Безбрежно-мертвое, ужасное былое,
Нас воскресишь ли ты в своем надменном взлете?
Или: чтение странички из записной книжки Тревелера:
«Ожидая своей очереди в парикмахерской, уронил взгляд на брошюрку ЮНЕСКО и обратил внимание на следующие слова: „Opintotoveri (Tolaisopiskelija) Tyovaenopisto“. Выглядит как название финских журналов по педагогике. Для читателя с начала и до конца – полная ирреальность. Они существуют? А для миллионов блондинов „Opintotoveri“ означает „Спутник общеобразовательной школы“. Для меня… (Приступ ярости.) Но зато им неведомо, что слово „cafisho“ означает на лунфардо „проходимец“. Ирреальность разрастается. Подумать только, эти технократы считают, будто оттого, что на „Боинге-707“ можно долететь до Хельсинки всего за несколько часов… Выводы каждый делает лично. А мне, пожалуйста, массаж, Педро».
Словосочетания для упражнений по отгадыванию смысла. Талита ломает голову над словами Genshiryoku, Kokunai, Jijo и решает, что скорее всего они означают развитие ядерных исследований в Японии. Она все больше и больше убеждается в этом, так и сяк переворачивая слова, а тут ее муж, коварный поставщик материала для размышления, собранного по парикмахерским, подбрасывает еще одно словосочетание: Genshiryoku Kaigai Jijo, судя по всему, означающее развитие ядерных исследований за рубежом. Радостное волнение Талиты, пришедшей путем анализа к выводу, что Kokunai = Япония, a Kaigai = зарубежье. Но красильщик Матсиу с улицы Ласкано не согласен с открытием, и бедной Талите, незадавшемуся полиглоту, приходится поджать хвост.
Осквернение: на основе определенных предположений, как, например, знаменитая строка «Ощутимая двуполость Христа», воздвигнуть целую систему, соответствующую и удовлетворяющую предположению. К примеру, высказать мысль о том, что Бетховен был копрофагом, и т.д. Защищать бесспорно святость сэра Роджера Кейзмента, что следует из «The Black Diaries» [[342 - «Черных дневников» (англ.).]]. К изумлению Куки, совершенно в этом уверенной и это мнение разделяющей.
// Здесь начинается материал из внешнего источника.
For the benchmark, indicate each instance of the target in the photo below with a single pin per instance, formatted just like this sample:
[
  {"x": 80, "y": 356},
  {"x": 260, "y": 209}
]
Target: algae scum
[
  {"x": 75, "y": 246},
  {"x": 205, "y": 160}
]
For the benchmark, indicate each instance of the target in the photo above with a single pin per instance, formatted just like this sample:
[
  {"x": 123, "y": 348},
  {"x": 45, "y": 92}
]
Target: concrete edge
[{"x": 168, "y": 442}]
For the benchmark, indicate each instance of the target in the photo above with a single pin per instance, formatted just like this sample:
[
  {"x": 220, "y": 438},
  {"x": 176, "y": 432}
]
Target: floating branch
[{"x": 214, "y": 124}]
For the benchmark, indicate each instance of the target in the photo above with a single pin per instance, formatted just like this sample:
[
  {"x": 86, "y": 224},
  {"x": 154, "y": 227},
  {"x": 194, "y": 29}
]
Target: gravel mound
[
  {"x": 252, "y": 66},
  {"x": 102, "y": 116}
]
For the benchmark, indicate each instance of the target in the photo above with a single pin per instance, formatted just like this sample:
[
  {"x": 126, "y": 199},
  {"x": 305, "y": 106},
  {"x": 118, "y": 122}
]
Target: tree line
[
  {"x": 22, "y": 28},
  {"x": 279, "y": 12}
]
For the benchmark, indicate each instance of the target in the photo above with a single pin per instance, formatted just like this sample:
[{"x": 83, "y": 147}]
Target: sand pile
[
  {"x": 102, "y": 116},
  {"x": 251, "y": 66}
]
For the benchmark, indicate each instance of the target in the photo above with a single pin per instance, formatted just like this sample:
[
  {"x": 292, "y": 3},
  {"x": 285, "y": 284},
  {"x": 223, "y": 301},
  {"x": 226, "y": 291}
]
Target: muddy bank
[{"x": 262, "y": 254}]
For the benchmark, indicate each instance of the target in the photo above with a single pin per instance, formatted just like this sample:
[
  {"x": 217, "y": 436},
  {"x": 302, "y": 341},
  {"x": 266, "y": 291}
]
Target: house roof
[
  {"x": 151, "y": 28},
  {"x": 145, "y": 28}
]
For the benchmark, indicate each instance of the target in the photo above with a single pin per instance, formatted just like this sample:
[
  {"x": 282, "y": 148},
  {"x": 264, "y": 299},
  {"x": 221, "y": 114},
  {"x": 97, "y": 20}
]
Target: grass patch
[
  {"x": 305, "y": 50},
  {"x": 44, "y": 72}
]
По сути, это означает, что промывка мозгов происходит в силу профессиональной преданности. Над этим пока еще смеются (не может быть, чтобы Аттила собирал марки), но принцип Arbeit macht frei [[343 - Работа делает свободным (нем.)]] даст результаты, поверьте, Кука. Вот, например, изнасилование епископа из Фано, ведь это случай…
(—138) (#AutBody_0fb_138)
141
Достаточно было прочесть всего несколько страниц, чтобы убедиться: Морелли имел в виду совсем другое. Его намеки на глубинные слои Zeitgeist [[344 - Духа времени (нем.)]], то место, где у него лишившаяся рассудка логика кончила тем, что удавилась на шнурках от ботинок, не в силах отвергнуть несообразности, провозглашенные законом, свидетельствовали о спелеологическом замысле произведения. Морелли то бросался вперед, то отступал, нарушая при этом все законы равновесия и принципы, которые следовало бы назвать нравственными основами пространства, а потому вполне могло случиться (хотя такого и не происходило, однако не было полной уверенности, что не произойдет), что события, о которых он рассказывал, занимали пять минут, отделявшие у него битву при Акциуме от австрийского аншлюса (то, что три основных слова начинались на букву «а», вполне могло оказаться для него определяющим при выборе исторических моментов), или, например, человек, звонивший у дверей дома номер тысяча двести по улице Кочабамба, переступив порог, оказывался во дворике дома Менандра, в Помпее. Все это было достаточно тривиально, бунюэльно и не более того, но от Клуба не укрылась главная ценность всего этого: налицо было подстрекательство, парабола, открытая другому смыслу, более глубокому и резкому. Прибегая к подобным танцам на канате, чрезвычайно похожим на те, что так ярко представлены в Евангелиях, в Упанишадах и других материях, начиненных шампанским тринитротолуолом, Морелли доставлял себе удовольствие продолжать свои занятия и придумывать литературу, которая по самой своей сути была подкопом, развенчанием и насмешкой.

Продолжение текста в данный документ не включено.